Według niego prognozy dla wzrostu gospodarczego w Polsce są optymistyczne - "motory wzrostu gospodarczego" w Polsce są dosyć silne i stabilne. "Pozwalają nam na to, aby oczekiwać wzrostu na poziomie 3,8 proc. w bieżącym roku" - powiedział. Przewiduje on, że w kolejnym roku wzrost gospodarczy powinien się utrzymać na podobnym poziomie, przy nieznacznym spadku w następnych latach.

"Wzrost w obrębie przedziału 3-4 proc. jest głównym scenariuszem, którego można oczekiwać" - wskazał.

Skiba zwrócił uwagę, że będziemy mieć do czynienia z mocnym impulsem fiskalnym w postaci programu 500+. "To czynnik, który oczywiście wzmacnia konsumpcję, wzmacnia spożycie indywidualne, pozwala na to, aby konsumenci kupowali więcej towarów i usług. Rzeczywiście ten wzrost gospodarczy w bieżącym roku może nas zaskakiwać na plus. Są komentarze, że te 3,8 proc. wzrostu jest pewne. Na pewno istnieje też ryzyko pozytywne, że ten wzrost może być nieznacznie wyższy" - powiedział.

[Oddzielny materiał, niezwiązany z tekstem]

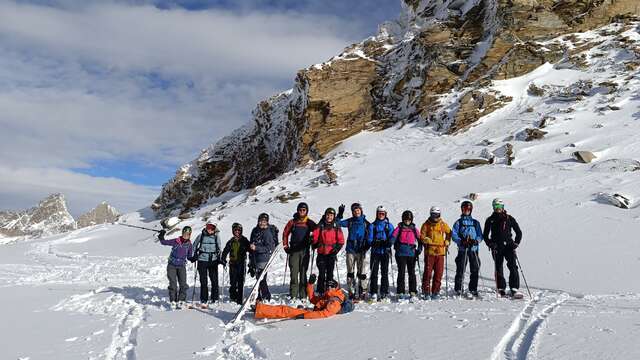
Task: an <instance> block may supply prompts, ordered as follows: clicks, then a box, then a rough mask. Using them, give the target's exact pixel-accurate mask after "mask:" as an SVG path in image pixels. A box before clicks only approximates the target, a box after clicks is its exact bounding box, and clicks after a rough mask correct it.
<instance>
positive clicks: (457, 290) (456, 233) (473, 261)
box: [451, 200, 482, 297]
mask: <svg viewBox="0 0 640 360" xmlns="http://www.w3.org/2000/svg"><path fill="white" fill-rule="evenodd" d="M460 210H461V212H462V214H461V215H460V218H459V219H458V220H456V222H455V224H453V229H452V230H451V238H452V239H453V241H454V242H455V243H456V244H457V245H458V255H457V256H456V278H455V287H454V289H455V291H456V295H458V296H460V295H462V279H463V278H464V273H465V270H466V268H467V263H469V265H470V268H471V275H470V277H469V293H470V294H471V295H472V296H474V297H478V276H479V274H480V256H479V255H478V249H479V246H478V245H479V244H480V242H481V241H482V227H481V226H480V222H478V220H476V219H474V218H473V217H471V213H472V212H473V203H471V201H468V200H465V201H463V202H462V204H461V205H460Z"/></svg>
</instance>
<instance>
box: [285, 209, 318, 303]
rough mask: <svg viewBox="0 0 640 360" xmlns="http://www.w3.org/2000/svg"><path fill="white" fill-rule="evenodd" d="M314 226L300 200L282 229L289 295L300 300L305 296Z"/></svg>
mask: <svg viewBox="0 0 640 360" xmlns="http://www.w3.org/2000/svg"><path fill="white" fill-rule="evenodd" d="M315 228H316V223H315V222H314V221H313V220H311V219H309V205H307V203H304V202H301V203H299V204H298V207H297V209H296V213H295V214H293V219H291V220H289V222H287V225H286V226H285V227H284V230H283V231H282V244H283V248H284V251H285V252H286V253H287V255H288V259H289V263H288V266H289V270H290V271H289V274H290V281H289V296H290V297H291V298H292V299H301V300H302V299H305V298H306V297H307V294H306V288H307V270H308V268H309V255H310V254H309V246H310V245H311V240H312V238H313V230H315ZM285 266H286V265H285Z"/></svg>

Zaznaczył, że nie wiadomo jednak do końca, co zrobią konsumenci z dodatkowymi pieniędzmi z programu 500+, czy wydadzą je, czy też zwiększą oszczędności, co może być istotną informacją dla banków.

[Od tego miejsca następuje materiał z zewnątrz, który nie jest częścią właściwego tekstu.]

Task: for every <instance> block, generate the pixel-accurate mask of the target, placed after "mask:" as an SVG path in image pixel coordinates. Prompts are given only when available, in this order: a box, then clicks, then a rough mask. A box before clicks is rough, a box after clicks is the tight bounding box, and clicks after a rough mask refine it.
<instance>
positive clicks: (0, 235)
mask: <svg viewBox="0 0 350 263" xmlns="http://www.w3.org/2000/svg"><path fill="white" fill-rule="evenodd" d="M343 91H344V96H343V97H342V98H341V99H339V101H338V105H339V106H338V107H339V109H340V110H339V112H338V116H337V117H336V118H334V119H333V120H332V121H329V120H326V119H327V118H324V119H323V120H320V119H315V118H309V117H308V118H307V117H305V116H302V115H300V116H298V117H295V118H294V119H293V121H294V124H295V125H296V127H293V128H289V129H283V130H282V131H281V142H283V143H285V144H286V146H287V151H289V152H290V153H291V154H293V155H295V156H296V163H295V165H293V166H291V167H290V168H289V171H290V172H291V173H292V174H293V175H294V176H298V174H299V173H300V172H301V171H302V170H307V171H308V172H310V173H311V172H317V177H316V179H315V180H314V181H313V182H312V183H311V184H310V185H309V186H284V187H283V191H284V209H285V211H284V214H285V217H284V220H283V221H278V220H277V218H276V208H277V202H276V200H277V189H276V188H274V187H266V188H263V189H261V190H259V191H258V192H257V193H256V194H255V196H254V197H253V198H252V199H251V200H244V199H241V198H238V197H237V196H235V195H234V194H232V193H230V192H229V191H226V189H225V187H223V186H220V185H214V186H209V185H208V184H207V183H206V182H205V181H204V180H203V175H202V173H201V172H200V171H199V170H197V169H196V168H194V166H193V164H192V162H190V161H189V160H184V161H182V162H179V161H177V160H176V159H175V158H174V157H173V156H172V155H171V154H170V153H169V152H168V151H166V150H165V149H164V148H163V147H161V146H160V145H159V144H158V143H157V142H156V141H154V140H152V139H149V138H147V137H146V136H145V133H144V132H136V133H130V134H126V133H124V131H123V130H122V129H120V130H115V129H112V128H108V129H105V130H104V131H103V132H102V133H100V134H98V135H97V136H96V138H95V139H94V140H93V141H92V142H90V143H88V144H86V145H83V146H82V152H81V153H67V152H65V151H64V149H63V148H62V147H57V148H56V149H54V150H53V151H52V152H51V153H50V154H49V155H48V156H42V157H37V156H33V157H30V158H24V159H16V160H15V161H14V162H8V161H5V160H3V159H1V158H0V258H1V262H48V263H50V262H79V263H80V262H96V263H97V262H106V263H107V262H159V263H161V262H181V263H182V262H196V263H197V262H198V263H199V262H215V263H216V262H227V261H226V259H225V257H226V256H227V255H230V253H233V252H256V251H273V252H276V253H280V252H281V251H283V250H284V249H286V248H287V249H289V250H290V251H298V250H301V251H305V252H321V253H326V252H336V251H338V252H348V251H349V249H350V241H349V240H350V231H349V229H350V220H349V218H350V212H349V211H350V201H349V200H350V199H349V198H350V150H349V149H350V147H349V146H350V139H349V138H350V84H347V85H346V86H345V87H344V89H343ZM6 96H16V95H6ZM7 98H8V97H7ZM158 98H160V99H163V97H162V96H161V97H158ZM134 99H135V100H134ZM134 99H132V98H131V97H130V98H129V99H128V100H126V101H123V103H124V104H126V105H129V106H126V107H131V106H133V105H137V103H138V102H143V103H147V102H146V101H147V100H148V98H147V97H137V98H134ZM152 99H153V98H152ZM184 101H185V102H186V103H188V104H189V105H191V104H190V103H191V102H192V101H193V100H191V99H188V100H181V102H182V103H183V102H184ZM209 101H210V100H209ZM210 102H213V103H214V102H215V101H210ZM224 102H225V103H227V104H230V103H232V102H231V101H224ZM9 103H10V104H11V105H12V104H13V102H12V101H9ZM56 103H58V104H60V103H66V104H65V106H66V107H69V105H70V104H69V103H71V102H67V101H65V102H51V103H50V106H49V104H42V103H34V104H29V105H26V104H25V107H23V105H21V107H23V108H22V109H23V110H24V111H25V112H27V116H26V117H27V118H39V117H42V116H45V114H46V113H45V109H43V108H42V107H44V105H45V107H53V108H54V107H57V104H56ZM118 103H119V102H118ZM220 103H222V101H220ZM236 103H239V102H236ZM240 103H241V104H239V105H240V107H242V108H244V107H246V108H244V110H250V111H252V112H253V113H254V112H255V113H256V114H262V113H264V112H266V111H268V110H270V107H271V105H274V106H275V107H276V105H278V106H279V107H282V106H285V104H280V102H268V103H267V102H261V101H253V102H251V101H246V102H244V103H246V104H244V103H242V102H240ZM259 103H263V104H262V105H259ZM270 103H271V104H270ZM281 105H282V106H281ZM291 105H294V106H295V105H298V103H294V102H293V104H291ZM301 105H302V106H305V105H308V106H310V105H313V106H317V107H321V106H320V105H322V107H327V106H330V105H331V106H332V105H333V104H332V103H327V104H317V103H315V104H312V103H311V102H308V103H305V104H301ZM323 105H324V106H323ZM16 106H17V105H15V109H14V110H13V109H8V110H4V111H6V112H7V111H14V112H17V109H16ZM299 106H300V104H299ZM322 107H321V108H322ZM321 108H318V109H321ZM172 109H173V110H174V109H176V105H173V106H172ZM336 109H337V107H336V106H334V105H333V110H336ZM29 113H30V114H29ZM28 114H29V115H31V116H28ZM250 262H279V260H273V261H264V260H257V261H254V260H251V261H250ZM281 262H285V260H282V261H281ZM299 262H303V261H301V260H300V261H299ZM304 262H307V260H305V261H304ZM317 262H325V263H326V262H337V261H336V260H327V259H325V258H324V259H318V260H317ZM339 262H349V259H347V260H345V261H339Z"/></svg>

Skiba zwrócił ponadto uwagę na globalne ryzyko związane ze wzrostem gospodarczym. "Jakaś forma spowolnienia jest brana pod uwagę, scenariusz globalnego spowolnienia gospodarczego gdzieś w tle jest. Nie zapominamy o tym" - zaznaczył. Zastrzegł, że jeśli wskazane przez niego ryzyko zmaterializowałoby się, to konsekwencją tego byłoby spowolnienie w polskiej gospodarce. "Mam nadzieję, że to się nie zmaterializuje, ale ryzyko istnieje" - dodał.

Wiceminister zwrócił uwagę, że ciągle mamy do czynienia z niską inflacją, co wpływa niekorzystnie na dochodowość branży bankowej. "Funkcjonowanie w warunkach niskiej inflacji jest trudne dla sektora bankowego. To oczywiście jest korzystne dla finansów publicznych, wpływa na obniżenie oprocentowania, rentowności obligacji" - zastrzegł.

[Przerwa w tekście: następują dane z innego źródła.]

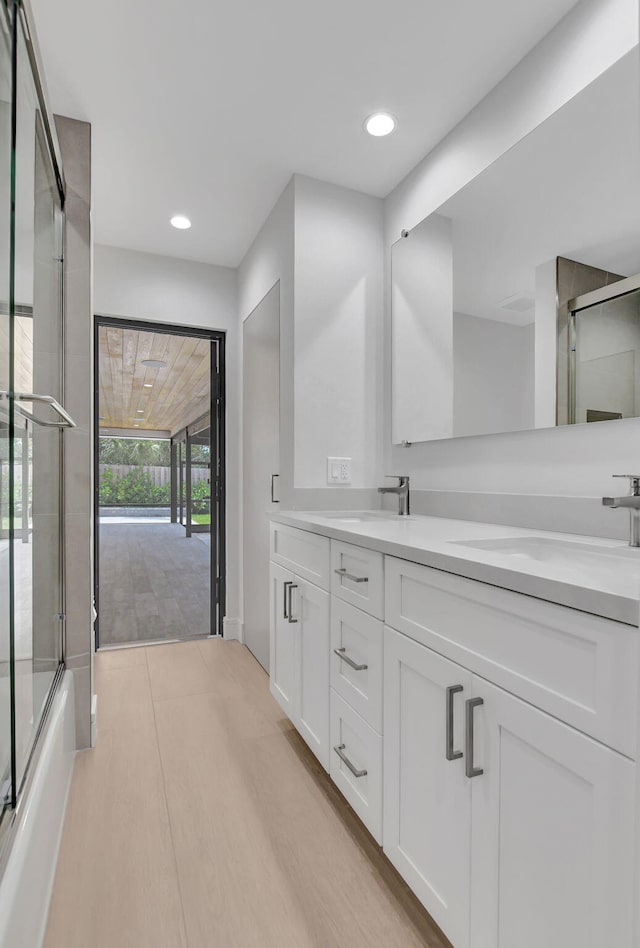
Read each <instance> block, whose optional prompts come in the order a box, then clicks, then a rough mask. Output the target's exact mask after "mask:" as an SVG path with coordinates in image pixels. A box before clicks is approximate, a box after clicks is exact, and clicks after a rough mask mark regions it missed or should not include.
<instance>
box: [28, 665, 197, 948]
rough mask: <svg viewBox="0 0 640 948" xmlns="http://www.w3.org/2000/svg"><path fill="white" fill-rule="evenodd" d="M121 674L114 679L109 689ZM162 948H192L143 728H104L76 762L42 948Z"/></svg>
mask: <svg viewBox="0 0 640 948" xmlns="http://www.w3.org/2000/svg"><path fill="white" fill-rule="evenodd" d="M127 671H129V669H127ZM123 673H124V672H110V673H108V674H109V678H108V680H107V684H113V676H115V675H117V674H123ZM120 723H121V724H124V721H121V722H120ZM160 946H162V948H174V946H175V948H187V940H186V936H185V930H184V923H183V914H182V904H181V899H180V891H179V885H178V878H177V874H176V865H175V857H174V852H173V845H172V840H171V829H170V826H169V820H168V815H167V808H166V802H165V796H164V786H163V778H162V770H161V766H160V758H159V754H158V745H157V739H156V732H155V727H154V726H153V723H152V722H151V723H149V721H148V719H147V720H146V721H145V722H143V723H140V722H139V721H134V722H130V726H129V727H125V726H121V727H113V728H112V729H110V730H105V729H104V728H103V729H102V730H101V731H100V732H99V743H98V746H97V747H96V748H95V750H93V751H83V752H82V753H80V754H79V755H78V757H77V759H76V764H75V769H74V775H73V783H72V787H71V794H70V799H69V804H68V810H67V817H66V820H65V827H64V833H63V839H62V845H61V850H60V857H59V862H58V868H57V871H56V878H55V884H54V891H53V896H52V901H51V908H50V911H49V921H48V927H47V934H46V939H45V948H160Z"/></svg>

Dodał, że wzrost gospodarczy, który jest źródłem polskiego sukcesu, zostanie wzmocniony przez plan Morawieckiego. Skiba przyznał bowiem, że problemem Polski jest brak inwestycji. Zauważył, że co prawda przedsiębiorstwa mają pieniądze, ale obawiają się ryzyka i nie inwestują ich. Dlatego konieczne jest wprowadzenie rozwiązań, które zapewnią im większe bezpieczeństwo, zwiększą skłonność firm do ryzyka i inwestowania.